Described as “one of the most daring and highly original dance theater companies in the world” by The London Times, Fabulous Beast collaborated with Ó Maonlaí, drawing inspiration from Rian, which means “mark” or “trace” in Irish.
Rian the show is a celebration of Ireland’s roots and traditions. Performing to Ó Maonlaí’s beautiful score, which mixes Celtic sounds with elements of world music, Keegan-Dolan and the cast of eight dancers and five musicians (including Ó Maonlaí himself) tap into Irish traditions with influences from across the globe.
Ó Maonlaí closed the show with “Don’t Go,” his signature tune from his Hothouse Flowers days about losing a friend in a freak motorcycle accident. It was a sparse arrangement tickled on an electronic piano on this night, allowing the singer to howl in a pain that still seemed raw all of these years later.
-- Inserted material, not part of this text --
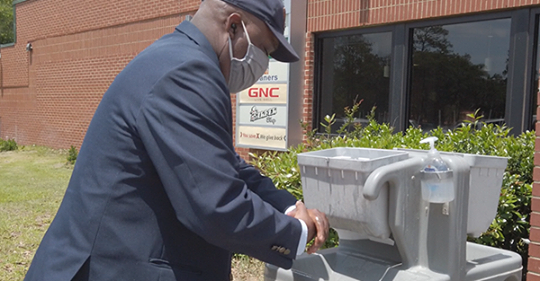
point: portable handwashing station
(402, 215)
He’s cautiously optimistic that the band that made him famous will launch something in the near future.
“We’re really starting to inch closer to making another record,” he says of Hothouse Flowers. “I think its time we did. You just have this feel that everyone is ready and not too busy with other things at the moment. I just keep doing my own thing, and when the calls come through for the Flowers, I can make it work.”
One of the biggest thrills of the night is to see a masterful musician play music for the love of music itself.
“I feel victorious in my life because I get to do what I do,” he says.
Seeing him live in such an intimate setting made us all feel a bit victorious!